Pierre Curie (15 May 1859 – 19 April 1906) was a French physicist. He was awarded the Nobel Prize in Physics in 1903.
Life and Career
He was born on 15 May 1859, in Paris, France. He received his early education at the municipal school in Paris, where he showed a great interest in science and mathematics. He then attended the Sorbonne in Paris, where he studied physics and mathematics. In 1878, Curie graduated with a degree in physics, and in 1880, he earned his doctorate in physics from the same institution.
In 1895, Curie, along with his wife Marie Curie, discovered the phenomenon of radioactivity while studying uranium compounds. They went on to discover two new elements, polonium, and radium, and for their work in this field, they were jointly awarded the Nobel Prize in Physics in 1903, along with Henri Becquerel.
In addition to his work on radioactivity, he made significant contributions to the study of magnetism and electricity. He developed a theory of magnetism that explained the relationship between magnetic properties and temperature. He also discovered the phenomenon of piezoelectricity, which occurs when a crystal generates an electric field in response to mechanical stress.

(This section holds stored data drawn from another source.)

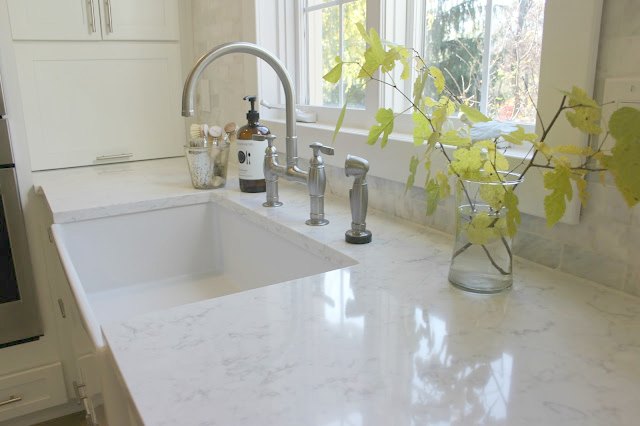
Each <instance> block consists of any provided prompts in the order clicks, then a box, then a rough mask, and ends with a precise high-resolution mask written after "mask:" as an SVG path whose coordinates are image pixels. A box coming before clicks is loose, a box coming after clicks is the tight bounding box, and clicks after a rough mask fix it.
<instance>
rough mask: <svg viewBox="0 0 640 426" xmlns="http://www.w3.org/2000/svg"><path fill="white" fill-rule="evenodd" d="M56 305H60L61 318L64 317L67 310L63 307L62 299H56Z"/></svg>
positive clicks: (65, 314) (62, 317)
mask: <svg viewBox="0 0 640 426" xmlns="http://www.w3.org/2000/svg"><path fill="white" fill-rule="evenodd" d="M58 306H59V307H60V315H62V318H66V317H67V311H66V310H65V309H64V302H63V301H62V299H58Z"/></svg>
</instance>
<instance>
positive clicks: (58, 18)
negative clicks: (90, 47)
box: [7, 0, 102, 40]
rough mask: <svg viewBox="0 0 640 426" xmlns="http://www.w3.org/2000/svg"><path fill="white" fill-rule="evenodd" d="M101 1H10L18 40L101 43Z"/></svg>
mask: <svg viewBox="0 0 640 426" xmlns="http://www.w3.org/2000/svg"><path fill="white" fill-rule="evenodd" d="M98 1H99V0H7V7H8V9H9V17H10V20H11V34H12V36H13V39H14V40H100V39H102V33H101V31H100V11H99V4H98Z"/></svg>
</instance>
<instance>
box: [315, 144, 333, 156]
mask: <svg viewBox="0 0 640 426" xmlns="http://www.w3.org/2000/svg"><path fill="white" fill-rule="evenodd" d="M309 148H311V149H312V150H313V156H314V157H317V156H319V155H320V153H321V152H322V153H323V154H325V155H333V154H334V153H335V149H334V148H333V147H330V146H325V145H322V144H321V143H320V142H314V143H312V144H311V145H309Z"/></svg>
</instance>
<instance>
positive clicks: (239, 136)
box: [236, 96, 269, 192]
mask: <svg viewBox="0 0 640 426" xmlns="http://www.w3.org/2000/svg"><path fill="white" fill-rule="evenodd" d="M244 99H245V100H247V101H249V102H251V109H250V110H249V112H247V124H246V125H245V126H242V127H240V129H238V133H237V135H238V136H237V141H236V144H237V146H238V163H239V165H238V176H239V177H240V191H242V192H265V191H266V183H265V180H264V171H263V169H262V165H263V163H264V151H265V149H266V148H267V142H266V141H254V140H252V139H251V138H252V137H253V135H268V134H269V129H268V128H266V127H265V126H263V125H262V124H260V122H259V120H260V114H258V111H256V110H255V102H256V97H255V96H245V97H244Z"/></svg>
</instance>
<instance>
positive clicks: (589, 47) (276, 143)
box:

His work on magnetism and electricity laid the foundation for many important technologies, such as the electric motor. He also made important contributions to the study of crystallography, which is the study of the structure of crystals. Curie’s research in this field helped to explain the symmetry and other properties of crystals, and his work laid the foundation for the development of X-ray crystallography, which has been used to determine the structures of many important molecules, including DNA.
He died on 19 April 1906, in Paris, France.
Award and Legacy
He was awarded the Nobel Prize in Physics in 1903, along with Henri Becquerel.
He was posthumously awarded the Davy Medal by the Royal Society of London in 1908 for his contributions to the field of physics. In 1995, his name was added to the Eiffel Tower along with 71 other French scientists and engineers.
His legacy is significant. His work with his wife Marie paved the way for many future discoveries in the field of nuclear physics. The Curies’ research on radiation was instrumental in the development of X-rays and radiation therapy, which have saved countless lives.
Overall, Pierre Curie’s life and work have had a profound impact on the field of physics and his contributions will continue to be celebrated for many years.